Viele Patienten sind belehrbar.
So erklärte PD Dr. Winfried Vahlensieck, Chefarzt der Urologie in der Kurpark-Klinik Bad Nauheim, dass „die meisten Patienten bei ausreichender Aufklärung über die Begleitschäden von Antibiotika für eine phytotherapeutische Behandlung offen sind“.
Arzneipflanzen mit Senfölen seien ein gutes Beispiel dafür, dass Substanzgemische effektiver sind als Einzelsubstanzen. Die Senföle wirken nicht nur antibakteriell, sondern zusätzlich gegen die Anhaftung der Bakterien an die Blasenschleimhaut, antientzündlich und sogar gegen Viren.
Antibiotika nicht vorbeugend anwenden
Die Schweizer Fachärztin für Urogynäkologie und Geburtshilfe Prof. Dr. med. Annette Kuhn forderte dazu auf, „vorbeugende Antibiotikagaben zu vermeiden und – wann immer möglich – pflanzliche Alternativen einzusetzen“. Vorsorglich eingesetzte Antibiotika hielt auch Christoph Hohmann, Abteilung Naturheilkunde, Immanuel Krankenhaus Berlin, für nicht angezeigt. „Sie beeinträchtigen die Bakterien im Darm und erhöhen so wiederum die Infektanfälligkeit.“
Ein Großteil der Patienten steht einer alternativen Therapie mit Senfölen positiv gegenüber, berichteten der Gynäkologe PD Dr. Daniele Perucchini aus Zürich sowie der Ulmer Apotheker Timo Ried. „Große Bedenken bestehen bei unseren Kunden hinsichtlich einer Schädigung der Darm- und Scheidenflora durch verordnete Antibiotika“, erklärte Ried.
Diese Kunden seien froh über das Angebot einer wirksamen pflanzlichen Alternative. „50 bis 80 Prozent meiner Patientinnen nehmen das Angebot einer pflanzlichen Behandlung in Anspruch und kaufen das Präparat privat“, so der Schweizer Facharzt Perucchini.
Senföle auch bei Blasenkatheter einsetzen
Prof. Dr.
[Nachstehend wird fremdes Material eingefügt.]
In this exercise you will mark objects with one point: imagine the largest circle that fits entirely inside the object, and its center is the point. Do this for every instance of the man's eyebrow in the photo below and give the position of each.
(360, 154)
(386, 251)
Ruth Kirschner-Hermanns, Fachärztin für Urologie und Andrologie aus Bonn, erläuterte ihre Erfahrungen mit den Senfölen bei Infektionen, die durch Blasenkatheter ausgelöst werden.
Eine wiederholte Antibiotikagabe könne bei diesen Patienten die Darmflora empfindlich stören und entsprechende Beschwerden und Probleme hervorrufen.
„Ich habe viele Patienten gesehen, die unter der Antibiotika-Gabe mehr litten als unter der eigentlichen Harnwegsinfektion”, so die Expertin.
Daher bestünde die dringende Notwendigkeit, verträglichere Behandlungsstrategien zu erforschen.
Mit einer Anwendungsbeobachtung konnte ihre Arbeitsgruppe zeigen, dass die Behandlung mit Arzneipflanzen, die Senföle enthalten sowohl als Einzeltherapie als auch in Kombination mit Standardantibiotika bei diesen Patienten die Häufigkeit wiederkehrender Infektionen, den Antibiotikaverbrauch sowie die Entwicklung multiresistenter Keime senkte.